Luxfer Holdings PLC (Luxfer Group), a global materials technology company, announced that it has entered into a joint venture with the owners of GTM Technologies, a division of IGX Group, Inc., a supplier of industrial gases and gas-related equipment.

GTM Module

The joint venture specializes in manufacturing modules for transportation and bulk storage of compressed gases, including natural gas, hydrogen, helium, breathing air and other gases. Major components of these modules, or transports, are large type 3 (aluminum-lined) carbon composite cylinders manufactured by Luxfer Gas Cylinders, a division of Luxfer Group. The joint venture manufactures its products at GTM´s facility in Tulsa, Oklahoma.

Michael Koonce, owner of IGX, is also president of the joint venture, which does business through two new companies: GTM Technologies, LLC, and Gas Transport Leasing, LLC. The headquarters for both is located in San Francisco, California.

The joint venture is focused on the rapidly growing North American market for storage and transportation of compressed natural gas (CNG). Driving market demand is the widely publicized extraction of natural gas from more than 20 major shale oil basins in the USA, as well as several locations in Canada. “Using our composite cylinder gas transports is an efficient and economical way to transport natural gas from remote production sites. We essentially provide portable pipelines,” Koonce said. “Compressing natural gas, rather than liquefying it, requires less capital equipment and is much less energy-intensive. Unlike LNG, CNG is stable, requiring no insulation or refrigeration, and it costs about half as much to produce. Our customers are now able to switch to natural gas as a fuel source and thereby cut their energy costs by more than half, which can mean millions in some cases.”
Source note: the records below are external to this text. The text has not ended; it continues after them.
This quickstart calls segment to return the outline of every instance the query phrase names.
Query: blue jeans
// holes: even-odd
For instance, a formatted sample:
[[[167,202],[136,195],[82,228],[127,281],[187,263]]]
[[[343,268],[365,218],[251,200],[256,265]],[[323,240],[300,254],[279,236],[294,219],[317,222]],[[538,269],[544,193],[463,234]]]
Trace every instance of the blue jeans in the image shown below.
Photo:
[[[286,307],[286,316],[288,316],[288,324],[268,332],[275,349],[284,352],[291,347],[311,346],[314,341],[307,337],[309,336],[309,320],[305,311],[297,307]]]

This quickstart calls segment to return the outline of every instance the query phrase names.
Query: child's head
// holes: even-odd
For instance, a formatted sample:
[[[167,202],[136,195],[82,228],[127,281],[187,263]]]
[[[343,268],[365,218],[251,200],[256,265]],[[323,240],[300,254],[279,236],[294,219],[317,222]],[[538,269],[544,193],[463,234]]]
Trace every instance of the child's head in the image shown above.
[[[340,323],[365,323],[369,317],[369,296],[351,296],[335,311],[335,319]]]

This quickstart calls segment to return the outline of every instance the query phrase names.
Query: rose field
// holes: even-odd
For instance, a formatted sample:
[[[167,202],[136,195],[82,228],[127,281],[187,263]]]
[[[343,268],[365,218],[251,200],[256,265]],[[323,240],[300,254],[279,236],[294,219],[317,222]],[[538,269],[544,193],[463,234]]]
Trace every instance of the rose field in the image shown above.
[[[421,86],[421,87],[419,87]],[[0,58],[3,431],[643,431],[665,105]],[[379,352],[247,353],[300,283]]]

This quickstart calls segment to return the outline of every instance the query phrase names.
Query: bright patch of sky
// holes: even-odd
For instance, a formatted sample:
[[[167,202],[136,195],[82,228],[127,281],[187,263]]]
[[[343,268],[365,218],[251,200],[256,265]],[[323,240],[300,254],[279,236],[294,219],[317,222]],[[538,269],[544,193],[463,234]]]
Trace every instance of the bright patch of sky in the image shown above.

The company´s modules can be configured to fit all standard ISO intermodal containers routinely transported by trucks, trains, barges and ships around the world. Custom-designed modules are also available.

According to petroleum industry estimates, about 6,000 trillion cubic feet of natural gas, more than one-third of the estimated total global supply, is “stranded” and cannot be delivered economically to market by pipelines.[1] Over the last century, stranded gas associated with oil production has often been flared into the atmosphere, a wasteful and environmentally unfriendly practice. “Our gas transports are playing an important role in capturing valuable stranded gas and transporting it to end-users, where it provides an economic source of clean energy,”

[1] John Donovan, “Stranded natural gas reserves”
(www.royaldutchshellplc.com), June 26, 2012; Victor Mallet, “Will CNG rescue stranded gas reserves?” (www.theenergycollective.com), June 19, 2013; E.D. Attanasi and P.A. Freeman, P.A., “Role of stranded gas in increasing global gas supplies: U.S. Geological Survey Open-File Report 2013—1044, (www.pubs.usgs.gov/of/2013/1044); Fred Thackeray and George Leckie, “Stranded gas a vital resource” (www.petroleum-economist.com), May 1, 2002.